Demonstrate AML/CTF Program Effectiveness:
- This is where the bank brings it all together – contingent on the jurisdiction understanding and publicly stating its AML priorities.
- To have an effective countercrime program, the bank needs to have reviewed the national priorities, reviewed and updated its own systems, training, policies and procedures, started or strengthened its relationship with law enforcement and is producing better – not necessarily more – SARs that are more rich, relevant and timely.
Review how the FI builds and maintains a reasonable, risk-based set of controls to mitigate the chance of the operation being used to facilitate illicit activity:
- Where a control requires significant time and/or resources for minimal risk mitigation, FIs should consider changing or eliminating the control altogether and reallocating those resources to those with demonstrably more effective outcomes.
- In other words, it is entirely normal for an FI to decommission ineffective and inefficient controls.

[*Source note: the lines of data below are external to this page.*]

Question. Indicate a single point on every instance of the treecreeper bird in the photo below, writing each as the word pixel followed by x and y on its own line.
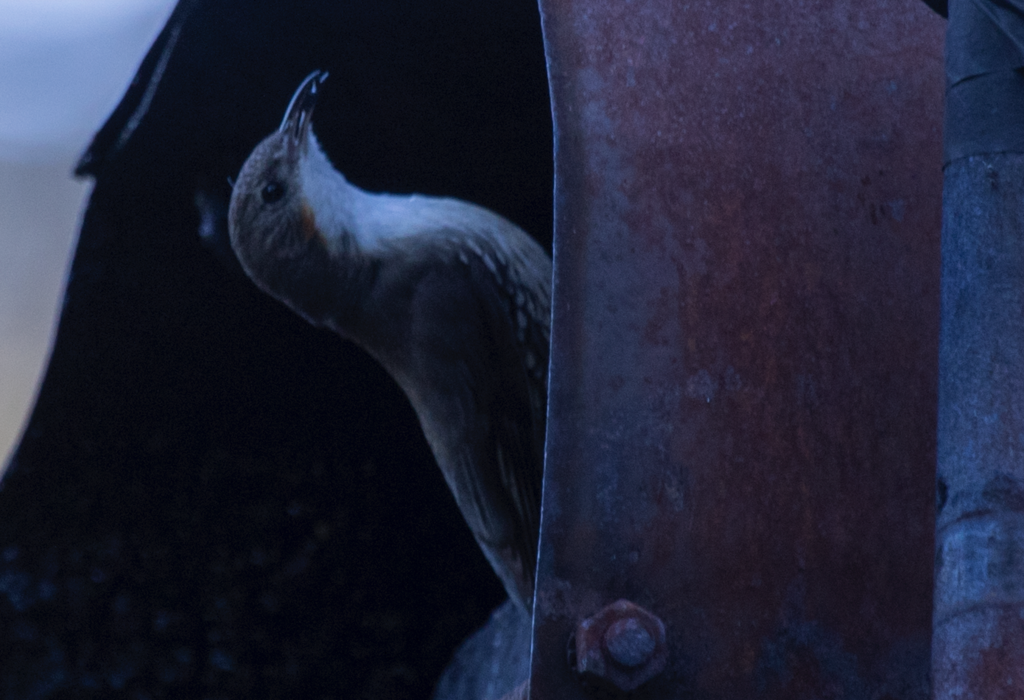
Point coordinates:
pixel 452 299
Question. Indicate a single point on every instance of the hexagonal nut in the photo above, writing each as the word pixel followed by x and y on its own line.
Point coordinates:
pixel 622 645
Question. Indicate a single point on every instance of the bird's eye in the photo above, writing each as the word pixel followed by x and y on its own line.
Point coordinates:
pixel 272 191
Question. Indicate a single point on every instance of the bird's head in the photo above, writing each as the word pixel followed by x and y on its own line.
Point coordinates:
pixel 270 221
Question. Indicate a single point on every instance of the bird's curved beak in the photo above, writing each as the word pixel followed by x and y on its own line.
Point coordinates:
pixel 300 110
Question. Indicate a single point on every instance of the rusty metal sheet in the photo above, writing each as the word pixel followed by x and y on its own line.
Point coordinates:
pixel 979 583
pixel 742 398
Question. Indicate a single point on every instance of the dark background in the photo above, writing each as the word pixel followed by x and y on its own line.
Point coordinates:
pixel 213 499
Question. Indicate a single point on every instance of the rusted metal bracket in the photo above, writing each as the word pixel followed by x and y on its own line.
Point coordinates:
pixel 741 416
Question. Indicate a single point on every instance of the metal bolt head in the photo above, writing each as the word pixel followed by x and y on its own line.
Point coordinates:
pixel 622 645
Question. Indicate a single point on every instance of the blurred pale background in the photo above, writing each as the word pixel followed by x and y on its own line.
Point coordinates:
pixel 64 66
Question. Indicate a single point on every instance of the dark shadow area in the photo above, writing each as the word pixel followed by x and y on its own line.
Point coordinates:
pixel 214 499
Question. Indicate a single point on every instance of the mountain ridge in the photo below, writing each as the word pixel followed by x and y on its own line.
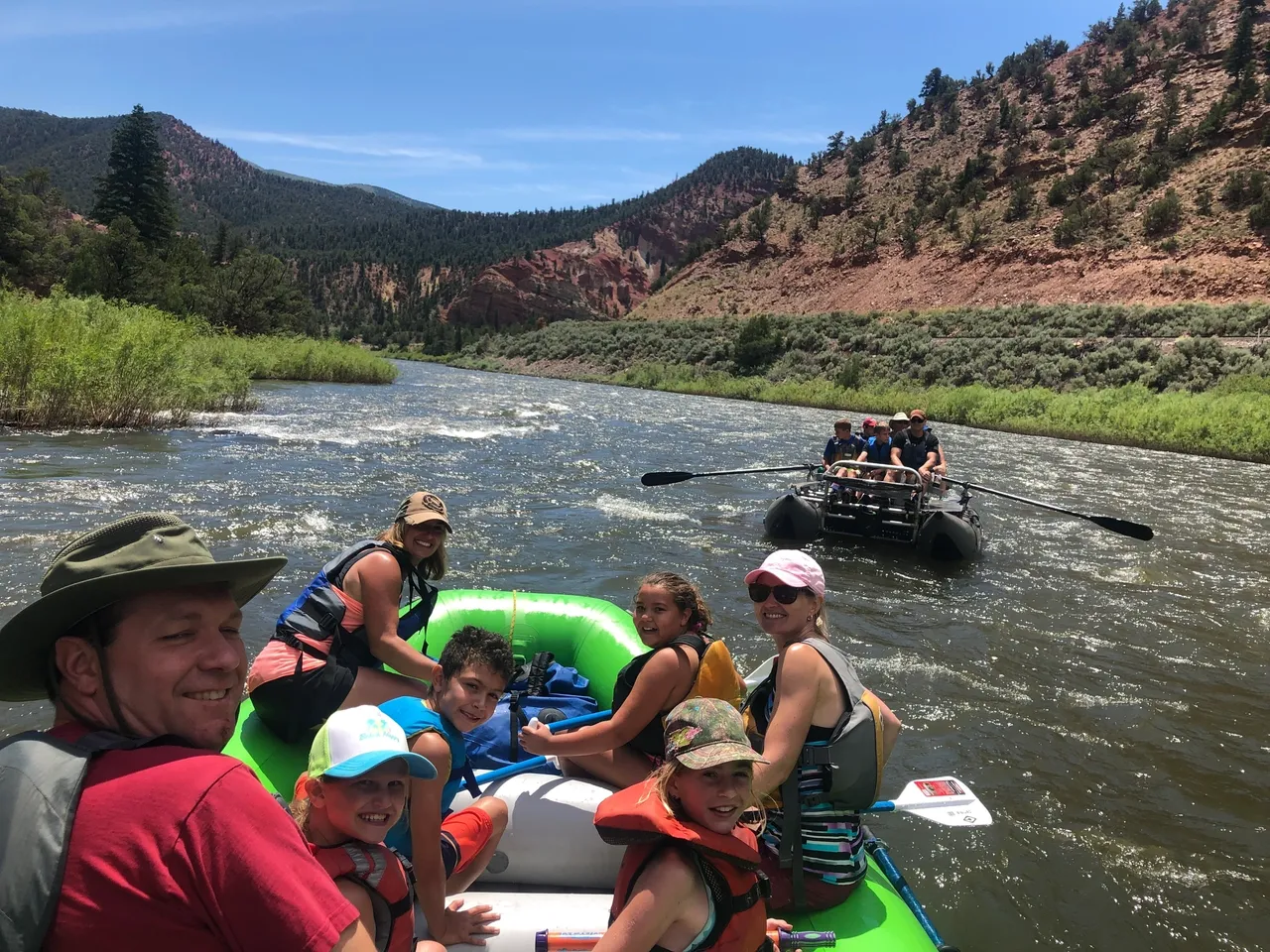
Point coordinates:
pixel 1048 181
pixel 379 268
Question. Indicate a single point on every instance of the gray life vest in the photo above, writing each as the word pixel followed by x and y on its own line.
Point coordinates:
pixel 852 758
pixel 41 780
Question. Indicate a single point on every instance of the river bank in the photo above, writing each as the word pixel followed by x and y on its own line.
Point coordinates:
pixel 1191 379
pixel 86 362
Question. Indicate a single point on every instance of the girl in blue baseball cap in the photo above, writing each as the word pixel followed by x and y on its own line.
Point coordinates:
pixel 352 793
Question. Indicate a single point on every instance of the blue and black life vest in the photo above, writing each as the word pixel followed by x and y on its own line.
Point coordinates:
pixel 843 448
pixel 878 451
pixel 318 612
pixel 912 453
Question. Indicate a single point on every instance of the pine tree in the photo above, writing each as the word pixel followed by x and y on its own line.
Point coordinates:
pixel 1242 49
pixel 135 184
pixel 220 248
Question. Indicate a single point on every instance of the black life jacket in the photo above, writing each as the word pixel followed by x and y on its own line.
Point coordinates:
pixel 912 452
pixel 318 612
pixel 716 676
pixel 851 757
pixel 386 879
pixel 636 817
pixel 41 782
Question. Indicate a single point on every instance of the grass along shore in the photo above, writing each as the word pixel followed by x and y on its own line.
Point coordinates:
pixel 86 362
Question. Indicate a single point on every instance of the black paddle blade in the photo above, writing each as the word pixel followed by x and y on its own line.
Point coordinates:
pixel 1134 530
pixel 665 479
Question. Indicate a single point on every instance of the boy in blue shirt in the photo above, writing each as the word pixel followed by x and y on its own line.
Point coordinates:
pixel 842 444
pixel 451 848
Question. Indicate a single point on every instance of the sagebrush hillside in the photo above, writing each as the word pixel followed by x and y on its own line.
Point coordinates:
pixel 1133 168
pixel 375 264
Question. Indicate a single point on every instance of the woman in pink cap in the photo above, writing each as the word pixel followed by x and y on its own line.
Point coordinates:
pixel 824 735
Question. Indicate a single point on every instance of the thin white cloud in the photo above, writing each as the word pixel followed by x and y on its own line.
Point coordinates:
pixel 350 145
pixel 603 134
pixel 585 134
pixel 67 19
pixel 390 150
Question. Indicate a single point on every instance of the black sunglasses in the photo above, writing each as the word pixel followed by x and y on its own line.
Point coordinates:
pixel 785 594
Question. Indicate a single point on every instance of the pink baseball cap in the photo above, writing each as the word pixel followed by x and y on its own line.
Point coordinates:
pixel 792 567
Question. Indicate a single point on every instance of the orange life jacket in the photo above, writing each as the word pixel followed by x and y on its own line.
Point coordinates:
pixel 385 879
pixel 636 817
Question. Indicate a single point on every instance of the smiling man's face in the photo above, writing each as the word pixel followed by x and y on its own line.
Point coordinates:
pixel 178 664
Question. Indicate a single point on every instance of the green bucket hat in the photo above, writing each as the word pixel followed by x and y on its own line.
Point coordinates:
pixel 705 731
pixel 139 553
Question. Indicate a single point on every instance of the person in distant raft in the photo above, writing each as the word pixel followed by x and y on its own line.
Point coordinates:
pixel 451 848
pixel 878 451
pixel 330 645
pixel 842 444
pixel 690 878
pixel 345 802
pixel 123 826
pixel 684 661
pixel 916 448
pixel 825 739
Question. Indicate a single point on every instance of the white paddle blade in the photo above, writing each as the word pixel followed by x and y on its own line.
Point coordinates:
pixel 944 800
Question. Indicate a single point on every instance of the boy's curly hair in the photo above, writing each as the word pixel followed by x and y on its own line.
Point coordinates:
pixel 471 645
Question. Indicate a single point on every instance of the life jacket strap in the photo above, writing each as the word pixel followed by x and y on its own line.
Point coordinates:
pixel 290 640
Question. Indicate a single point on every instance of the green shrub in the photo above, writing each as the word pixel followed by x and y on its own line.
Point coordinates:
pixel 84 362
pixel 1164 216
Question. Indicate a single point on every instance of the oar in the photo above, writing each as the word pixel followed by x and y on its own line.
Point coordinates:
pixel 876 851
pixel 1134 530
pixel 666 479
pixel 536 762
pixel 944 800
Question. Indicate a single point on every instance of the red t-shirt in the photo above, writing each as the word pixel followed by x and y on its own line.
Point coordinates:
pixel 177 848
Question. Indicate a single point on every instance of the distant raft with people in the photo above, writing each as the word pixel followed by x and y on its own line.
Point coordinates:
pixel 881 503
pixel 552 870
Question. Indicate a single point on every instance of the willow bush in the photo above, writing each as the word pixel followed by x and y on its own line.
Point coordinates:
pixel 86 362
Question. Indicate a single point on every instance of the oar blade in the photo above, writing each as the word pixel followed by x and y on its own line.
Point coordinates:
pixel 1134 530
pixel 665 479
pixel 944 800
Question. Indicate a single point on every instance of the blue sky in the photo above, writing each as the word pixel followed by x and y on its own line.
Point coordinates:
pixel 504 104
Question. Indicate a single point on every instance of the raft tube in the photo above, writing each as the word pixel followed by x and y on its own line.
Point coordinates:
pixel 589 634
pixel 540 887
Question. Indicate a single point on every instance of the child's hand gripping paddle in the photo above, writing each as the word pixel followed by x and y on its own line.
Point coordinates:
pixel 553 941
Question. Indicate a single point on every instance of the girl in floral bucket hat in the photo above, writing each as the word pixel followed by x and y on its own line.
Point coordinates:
pixel 690 878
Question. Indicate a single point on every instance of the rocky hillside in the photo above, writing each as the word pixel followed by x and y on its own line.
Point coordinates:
pixel 380 266
pixel 1132 168
pixel 617 268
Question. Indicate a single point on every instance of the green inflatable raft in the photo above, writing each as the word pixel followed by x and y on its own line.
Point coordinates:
pixel 598 639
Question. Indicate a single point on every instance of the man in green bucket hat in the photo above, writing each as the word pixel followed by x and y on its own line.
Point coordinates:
pixel 134 832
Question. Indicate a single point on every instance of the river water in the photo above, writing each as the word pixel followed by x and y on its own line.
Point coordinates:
pixel 1106 698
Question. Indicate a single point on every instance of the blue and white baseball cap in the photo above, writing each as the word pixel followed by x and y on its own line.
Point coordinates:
pixel 357 740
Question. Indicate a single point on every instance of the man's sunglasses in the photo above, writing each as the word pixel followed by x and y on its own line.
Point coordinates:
pixel 785 594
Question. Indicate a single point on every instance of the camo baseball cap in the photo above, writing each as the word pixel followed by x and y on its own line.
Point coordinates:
pixel 705 731
pixel 423 507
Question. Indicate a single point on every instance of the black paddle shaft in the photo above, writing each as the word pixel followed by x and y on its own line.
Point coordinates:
pixel 666 479
pixel 1134 530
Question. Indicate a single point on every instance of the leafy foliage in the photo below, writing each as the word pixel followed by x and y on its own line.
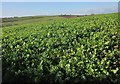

After historic degree of disruption, confusion, then clarity, consistency
Wolfsberg believes that by “designing, assessing, and measuring AML/CTF programmes based on performance against these defined outcomes will help to achieve the FATFs goal of creating a more effective system to combat money laundering and terrorist financing, while at the same time reducing friction on legitimate customers and supporting governments in achieving their financial inclusion objectives.”
While confusion is likely in the immediate future as the industry responds to a historic degree of disruption, there could be a positive down the line.
“Another added benefit is that this should provide consistency across all firms in regard to priorities,” particularly for compliance exams, said Kevin Escott, the BSA, OFAC & Foreign Correspondent Banking Officer for Sunwest Bank.
“Inconsistencies across the industry only expands the confusion as to what needs to be done and blurs the expectations for all firms.”